The leader wolf gave a growl and started forward. The other four leaped into the air and moved in for the kill.
From behind him, Mac heard the low guttural growl of another wolf. They had completely encircled him. He had not even noticed the ones at his back. They were indeed going to eat well tonight.
The leader from the pack in front of him took its killing leap, its jaws open. Mac raised his only weapon to serve up what he could.
As it did, a flurry of feet and fur flew over his head from behind. Four wolves hit the leader almost at one. The leader stopped dead in the air and went down. Growls and tearing sundered in the night.

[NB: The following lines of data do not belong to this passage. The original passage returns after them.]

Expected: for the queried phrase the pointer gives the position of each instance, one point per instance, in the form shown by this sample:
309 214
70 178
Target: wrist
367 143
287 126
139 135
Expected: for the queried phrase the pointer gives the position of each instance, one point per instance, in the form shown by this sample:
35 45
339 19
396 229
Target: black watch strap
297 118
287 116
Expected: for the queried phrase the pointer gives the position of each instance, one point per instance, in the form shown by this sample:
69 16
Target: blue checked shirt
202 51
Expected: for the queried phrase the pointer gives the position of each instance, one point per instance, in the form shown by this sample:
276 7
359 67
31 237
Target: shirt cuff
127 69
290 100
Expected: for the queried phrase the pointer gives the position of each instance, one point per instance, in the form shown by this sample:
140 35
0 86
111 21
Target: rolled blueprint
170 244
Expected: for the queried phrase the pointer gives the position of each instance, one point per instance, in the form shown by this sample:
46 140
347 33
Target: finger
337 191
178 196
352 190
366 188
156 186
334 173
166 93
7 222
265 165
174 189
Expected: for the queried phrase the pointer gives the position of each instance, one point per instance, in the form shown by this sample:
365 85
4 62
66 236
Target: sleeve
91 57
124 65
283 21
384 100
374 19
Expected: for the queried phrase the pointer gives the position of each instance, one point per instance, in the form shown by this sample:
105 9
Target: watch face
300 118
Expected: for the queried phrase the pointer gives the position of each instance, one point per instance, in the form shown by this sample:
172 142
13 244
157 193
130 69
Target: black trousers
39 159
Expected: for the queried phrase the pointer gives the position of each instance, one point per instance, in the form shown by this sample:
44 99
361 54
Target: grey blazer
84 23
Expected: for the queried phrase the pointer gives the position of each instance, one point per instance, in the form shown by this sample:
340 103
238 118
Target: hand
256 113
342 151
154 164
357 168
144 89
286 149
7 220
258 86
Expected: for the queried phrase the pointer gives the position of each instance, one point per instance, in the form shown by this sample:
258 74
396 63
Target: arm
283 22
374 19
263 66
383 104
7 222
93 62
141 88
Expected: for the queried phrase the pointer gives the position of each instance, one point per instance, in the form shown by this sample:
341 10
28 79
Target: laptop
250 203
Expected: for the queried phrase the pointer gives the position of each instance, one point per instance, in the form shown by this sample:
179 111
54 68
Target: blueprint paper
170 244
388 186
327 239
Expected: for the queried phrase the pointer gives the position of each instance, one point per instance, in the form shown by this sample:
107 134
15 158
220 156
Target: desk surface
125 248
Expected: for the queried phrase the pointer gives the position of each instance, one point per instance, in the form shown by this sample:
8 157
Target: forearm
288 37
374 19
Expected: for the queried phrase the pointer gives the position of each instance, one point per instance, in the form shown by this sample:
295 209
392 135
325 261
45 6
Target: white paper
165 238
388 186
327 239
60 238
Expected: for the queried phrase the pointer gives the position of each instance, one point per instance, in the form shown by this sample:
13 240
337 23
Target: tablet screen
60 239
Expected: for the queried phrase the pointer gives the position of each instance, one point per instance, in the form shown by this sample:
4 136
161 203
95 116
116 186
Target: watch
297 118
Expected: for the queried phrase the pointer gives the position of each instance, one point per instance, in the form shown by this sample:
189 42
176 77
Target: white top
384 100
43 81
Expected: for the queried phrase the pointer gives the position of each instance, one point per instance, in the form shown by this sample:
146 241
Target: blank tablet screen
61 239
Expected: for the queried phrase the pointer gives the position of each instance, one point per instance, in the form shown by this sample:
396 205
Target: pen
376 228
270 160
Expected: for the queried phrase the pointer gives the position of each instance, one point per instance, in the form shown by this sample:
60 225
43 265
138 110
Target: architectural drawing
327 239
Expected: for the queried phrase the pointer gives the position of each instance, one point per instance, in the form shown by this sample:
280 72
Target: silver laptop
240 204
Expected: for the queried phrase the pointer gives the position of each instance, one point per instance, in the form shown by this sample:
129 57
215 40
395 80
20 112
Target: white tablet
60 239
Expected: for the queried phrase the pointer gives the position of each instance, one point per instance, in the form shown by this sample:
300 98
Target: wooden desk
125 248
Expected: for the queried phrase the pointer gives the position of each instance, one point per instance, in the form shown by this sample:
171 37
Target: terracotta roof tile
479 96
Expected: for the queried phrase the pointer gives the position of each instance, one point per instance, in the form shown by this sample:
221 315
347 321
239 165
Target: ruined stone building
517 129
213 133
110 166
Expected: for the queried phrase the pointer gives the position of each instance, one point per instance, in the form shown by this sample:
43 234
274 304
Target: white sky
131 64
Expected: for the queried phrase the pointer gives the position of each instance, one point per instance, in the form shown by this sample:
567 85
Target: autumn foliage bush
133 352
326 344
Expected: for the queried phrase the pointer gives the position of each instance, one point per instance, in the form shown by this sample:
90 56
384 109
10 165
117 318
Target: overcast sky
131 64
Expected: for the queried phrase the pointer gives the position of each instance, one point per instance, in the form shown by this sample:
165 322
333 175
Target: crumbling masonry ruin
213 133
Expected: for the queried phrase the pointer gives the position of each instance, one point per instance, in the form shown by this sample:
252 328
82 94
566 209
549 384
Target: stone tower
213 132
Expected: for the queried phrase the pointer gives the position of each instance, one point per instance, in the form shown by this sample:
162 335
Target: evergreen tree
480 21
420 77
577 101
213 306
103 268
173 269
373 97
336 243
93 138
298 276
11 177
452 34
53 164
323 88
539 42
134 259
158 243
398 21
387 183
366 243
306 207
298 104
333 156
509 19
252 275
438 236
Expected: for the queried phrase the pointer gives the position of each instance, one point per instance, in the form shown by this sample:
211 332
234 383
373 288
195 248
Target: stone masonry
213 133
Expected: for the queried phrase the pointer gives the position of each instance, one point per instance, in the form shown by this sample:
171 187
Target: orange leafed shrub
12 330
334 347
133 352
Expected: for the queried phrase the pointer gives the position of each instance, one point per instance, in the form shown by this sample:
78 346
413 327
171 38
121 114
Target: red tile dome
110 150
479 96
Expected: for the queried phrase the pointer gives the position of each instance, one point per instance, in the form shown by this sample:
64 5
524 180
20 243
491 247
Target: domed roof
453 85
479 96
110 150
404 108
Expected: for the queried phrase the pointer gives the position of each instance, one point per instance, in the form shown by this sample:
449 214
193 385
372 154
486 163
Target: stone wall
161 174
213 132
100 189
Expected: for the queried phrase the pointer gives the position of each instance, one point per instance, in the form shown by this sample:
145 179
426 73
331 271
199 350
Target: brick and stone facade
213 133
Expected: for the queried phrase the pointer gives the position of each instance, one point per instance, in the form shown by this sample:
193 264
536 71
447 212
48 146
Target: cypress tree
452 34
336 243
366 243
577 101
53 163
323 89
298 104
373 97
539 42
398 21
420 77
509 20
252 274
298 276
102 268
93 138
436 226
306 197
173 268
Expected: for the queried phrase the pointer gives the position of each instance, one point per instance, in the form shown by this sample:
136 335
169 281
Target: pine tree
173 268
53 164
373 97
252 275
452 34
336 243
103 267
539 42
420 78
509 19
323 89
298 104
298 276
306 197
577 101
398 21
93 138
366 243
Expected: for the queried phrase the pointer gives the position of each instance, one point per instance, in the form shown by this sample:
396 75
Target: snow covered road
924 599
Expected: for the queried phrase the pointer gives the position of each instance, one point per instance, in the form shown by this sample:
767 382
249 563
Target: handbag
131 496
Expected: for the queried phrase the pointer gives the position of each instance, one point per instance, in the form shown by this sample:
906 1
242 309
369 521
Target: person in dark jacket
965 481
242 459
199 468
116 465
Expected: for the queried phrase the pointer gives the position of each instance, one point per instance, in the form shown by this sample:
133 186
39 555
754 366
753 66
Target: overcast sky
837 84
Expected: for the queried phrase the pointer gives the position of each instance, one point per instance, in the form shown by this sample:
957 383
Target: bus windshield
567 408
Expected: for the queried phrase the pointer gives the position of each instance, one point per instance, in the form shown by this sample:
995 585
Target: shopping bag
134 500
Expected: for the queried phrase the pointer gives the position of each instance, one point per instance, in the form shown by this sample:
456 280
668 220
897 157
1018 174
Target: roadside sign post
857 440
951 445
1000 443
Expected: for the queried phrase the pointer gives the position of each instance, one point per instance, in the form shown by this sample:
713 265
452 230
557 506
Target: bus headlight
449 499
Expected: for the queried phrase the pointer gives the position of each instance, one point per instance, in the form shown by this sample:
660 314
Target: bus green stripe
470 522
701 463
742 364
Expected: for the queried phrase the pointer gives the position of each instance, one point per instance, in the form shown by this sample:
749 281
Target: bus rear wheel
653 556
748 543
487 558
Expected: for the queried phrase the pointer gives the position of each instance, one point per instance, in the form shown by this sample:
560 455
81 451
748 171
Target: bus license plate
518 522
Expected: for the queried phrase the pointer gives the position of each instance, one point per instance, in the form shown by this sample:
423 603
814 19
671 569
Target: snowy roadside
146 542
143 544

It was over before it started.
The other four wolves who had followed the leader turned and ran.
The four wolves that had flown over Mac’s back stood with their backs to him and the fire. Their heads were low in preparation for any further attack from the other pack.
Blood stained their maws.
The Big Grey began a howl, and then the pack of four howled into the night. They gave their message that they had claimed the territory.
The Big Grey who had first hit the leader of the other pack stopped howling, turned and looked at Mac. Mac could only stare. He placed the junk of wood back on the fire.
Then the memory returned. He had been hunting some time ago when he came across a wolf den. Wolves stayed hidden in the day and move mostly at night. But there, outside the den, were four cubs, frolicking in the sun. Their mother should have at least come and given a warning to his approach. He looked about cautiously and saw beside a rock almost hidden, the mother wolf; the mother had a long open wound along her side as if gored by some horned animal, perhaps in her last attempt to get food.
The pups would die here. Mac took all four in his backpack and carried them back to his farm where he fed them until a few months later he again set them free back at the place he had found them. At first, they had tried to follow him back, but he finally left them with enough meat to chew on, that they ignored his escape. He never saw them again and could only hope they had survived.
And here they were. The Big Grey moved forward slowly and put his muzzle against Mac’s chest. The Big Grey rubbed his head and so placed his scent upon the man that was his—the man who had cared for him just two summers ago.
All four sat on guard until the dawn as Mac slept deeply beside the fire.
He awoke and with the pack flanking his every move he struggled to his farm, where they howled a final farewell and disappeared into the forest.
Mac never saw his pack of wolves again, but every time he heard the distant howling in the night, he gave up a smile and a thank you, and allowed himself to witness one more time the kinship.